Sunday 29 January 2012

Pregnancy Worries!

I dont know what it is this time around but I find myself a lot more worried about EVERYTHING! I keep forgetting im pregnant and I dont think I completely believe that there actually will be a baby at 40 weeks!
With both Lexi and Logan I didnt really worry about much I did worry more with Logan than I did with Lexi but this time I am terrible!


I kept this pregnancy a secret from family until I was 13+3 as I was convinced Id lose the baby (with Logan every one knew the day I knew). I am currently 18+3 and all I have bought is a pram... now that might sound like a big purchase but it was £30 on ebay and I only got it because I knew Emma was looking for a cheap single pram to put the twins in for a while rather than put them straight into their side by side stroller so really it was more for her than me!
With both Lexi and Logan I had everything by 18weeks apart from outfit in pink/ blue that I got after the scan!

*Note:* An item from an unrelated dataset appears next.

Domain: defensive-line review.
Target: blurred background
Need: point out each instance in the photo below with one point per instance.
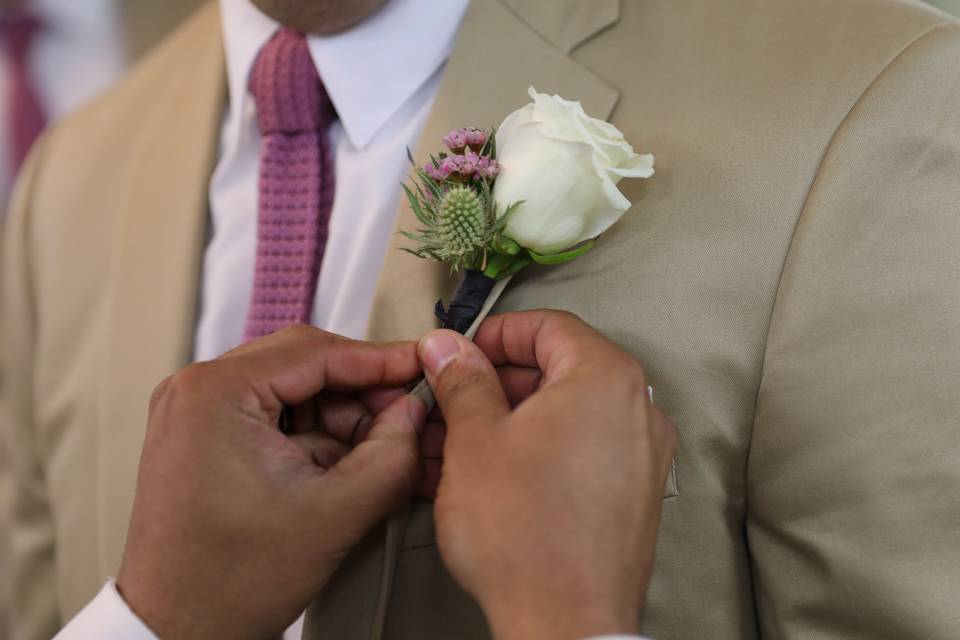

I dont feel the baby move much, I do feel it but can go over a day and not feel any thing which has also got me worried. I wish we could have little windows on our tummies where we can just sneek a peek when ever we want just to make sure everything is ok! The wait between the 12 week scan and the 20 week scan feels like a life time and then waiting from 20-40 is horrendous for a paranoid pregnant lady!

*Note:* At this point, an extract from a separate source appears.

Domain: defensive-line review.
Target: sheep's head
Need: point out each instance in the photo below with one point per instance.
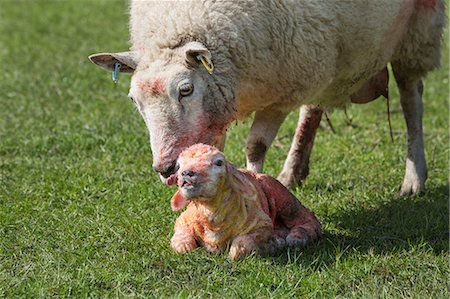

Im even worrying about the labour, Logans was very quick which makes me worry if it gets faster again I wont make it to the hospital and that thought completely petrifies me!

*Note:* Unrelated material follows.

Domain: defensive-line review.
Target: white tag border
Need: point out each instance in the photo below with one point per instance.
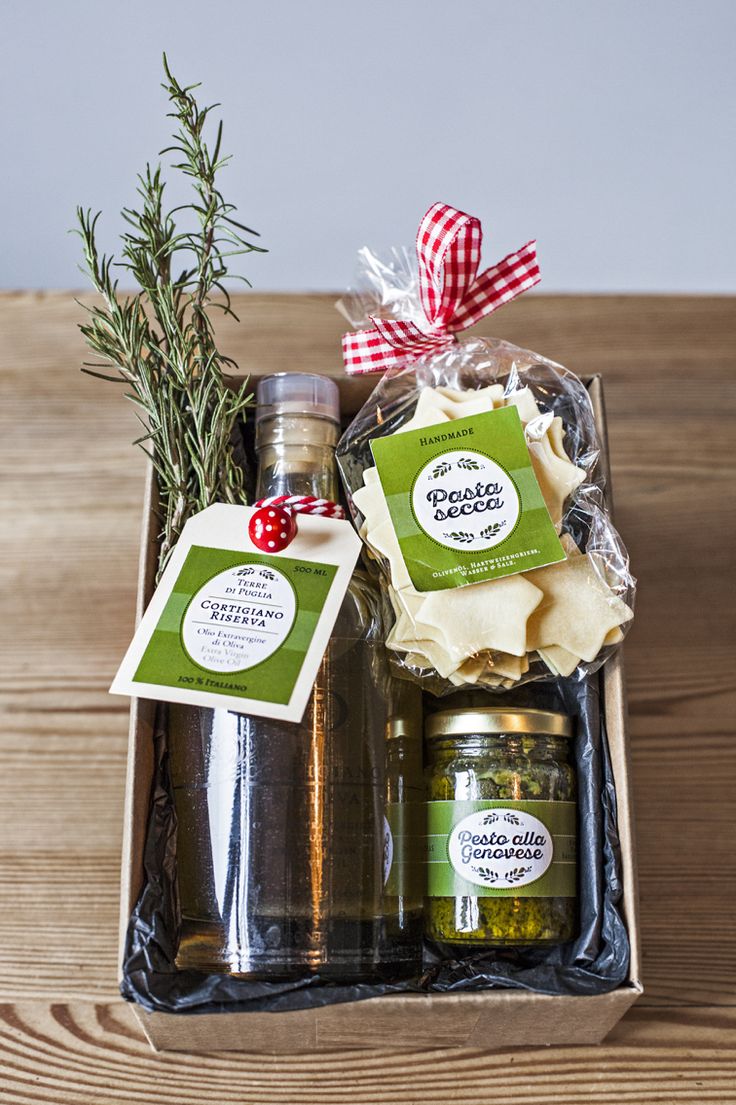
(224, 526)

I would be really interested to know if any other mums or mums to be have felt like they had more worries after they already have children and shouldnt really have much to worry about?

1 comment:

  1. I had a combination of these feelings on my 3rd and 4th pregnancy. I think on my 3rd pregnancy I was a wreck cos I had lost a baby (my 2nd short pregnancy) at 11 wks (6 wks developed but I had a missed miscarriage which means my body didnt realise). We had tried for so long too.So on 3rd pregnancy I thought everything was wrong - and then I got SPD and had to have crutches from 6 mths preg so didnt go anywhere. I think when youre at home all the time it gets worse, espescially when u cant even keep yourself baby - 9 days late my 2nd baby was born. Also cos I was so desperate for this baby to be ok and we had tried for so long, a miscarriage in betwee, I was always thinking about falling preg and found out at 3 wks preg by a test. Then on my 3rd baby I didnt find out til nearly 2 months gone. So this was a little portion gone, and less time worrying - I always forgot I was pregnant though and went about doing every day stuff without a care in the world. but later in the perg I was worse and thought everything was wrong, even in labour. I went into early labour at 6am but when the kids woke up it all slowed down and went to nannies. I had horrific back pain and contractions all day, btu when i went to hospital they said i wasnt in established labour and sent me home. 2 hours later I was in super pain and had a bath, started pushign in the bath. So my partner called hospital said we were coming back in and they said not to - but i didnt take no for an answer. Got in hospital they wouldnt give me gas n air til they had done an internal - only to find i was fully dilated, and 45 mins later i had my baby! So no time to worry really lol... my 3rd baby has definitely been my most precious though, and I treat her so fragile in comparison to the others. As im having no more, she will always be the baby of the family!